In a National Post interview, former CRTC commissioner Peter Menzies stated the proposed government plan “doesn’t just infringe on free expression, it constitutes a full-blown assault upon it and, through it, the foundations of democracy.” One of Canada’s leading scholars on the internet, Professor Michael Geist, has also spoken out strongly against Guilbeault’s over-reach. Jordan Peterson has also stepped into the fray: “I have a million more YouTube subscribers than our national broadcaster CBC. So does that make me a broadcaster to be regulated by Trudeau’s pathetic minions?…Just try and regulate my YouTube channel and see what happens Justin Trudeau.” In the House of Commons, the PM and his minister have resorted to name-calling and ridiculing critics by stating they are nothing more than conspiracy theorists wearing tinfoil caps.
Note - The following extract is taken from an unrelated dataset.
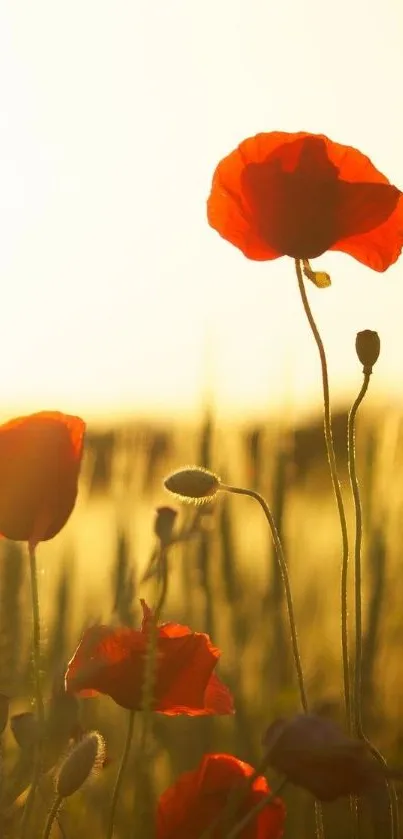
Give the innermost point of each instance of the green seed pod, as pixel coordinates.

An inability to secure oil (and vaccines)
Just this week two more critical issues came to the fore as a direct result of the federal government’s inaction. On Wednesday, there was a high-drama showdown caused by Michigan Governor Gretchen Whitmer’s deadline for turning off the taps of Enbridge Line 5 pipeline. This pipeline moves more than half a million barrels of Western Canada crude oil a day to refineries in Ontario, Michigan, Ohio and Pennsylvania. Ontario and Quebec motorists are dependent on this oil supply – and Toronto Pearson International Airport is fully serviced by the fuel pumped through Line 5.
The Canadian government has warned that Line 5 shutdown would represent a threat to this country’s energy security – PM Trudeau even talked directly to his friend, U.S. President Joe Biden, on the importance of this pipeline. Still there is the possible likelihood that the oil will stop flowing and central Canadians will need to access other energy resources. Given no federal official – elected or otherwise – wants to speak publicly on this crisis, it appears the Trudeau government has no idea on how to deal with Governor Whitmer’s environmental zeal to bring the oil industry to heel. (It’s ironic that Trudeau is in this position given his government’s measures to throttle the Canadian oil and gas industry.)
There was also further disturbing news for Canadians on the subject of the country’s supply of vaccines. Canada currently ranks 39 in the world in “total vaccines per 100 people” and it ranks 87 globally for “fully vaccinated” citizens. With these grim facts, the PM held a press conference to announce to Canadians that they should expect “a one-dose summer” and perhaps that will lead to “a two-dose fall, when we’ll be able to talk about going back to school, back to work, and back to more normality.” Trudeau told us that, “There is hope for a slightly better summer” in which we might be able to “see our loved ones and invite friends over for BBQs.” This is conditional on the numbers going down, if more Canadians are vaccinated (and left unsaid: if we have the supply of vaccines).
So, as our faint hopes for summertime BBQs fade, shall we return to the question of whether there is anyone in the Trudeau government willing to take responsibility for steering our ship of state?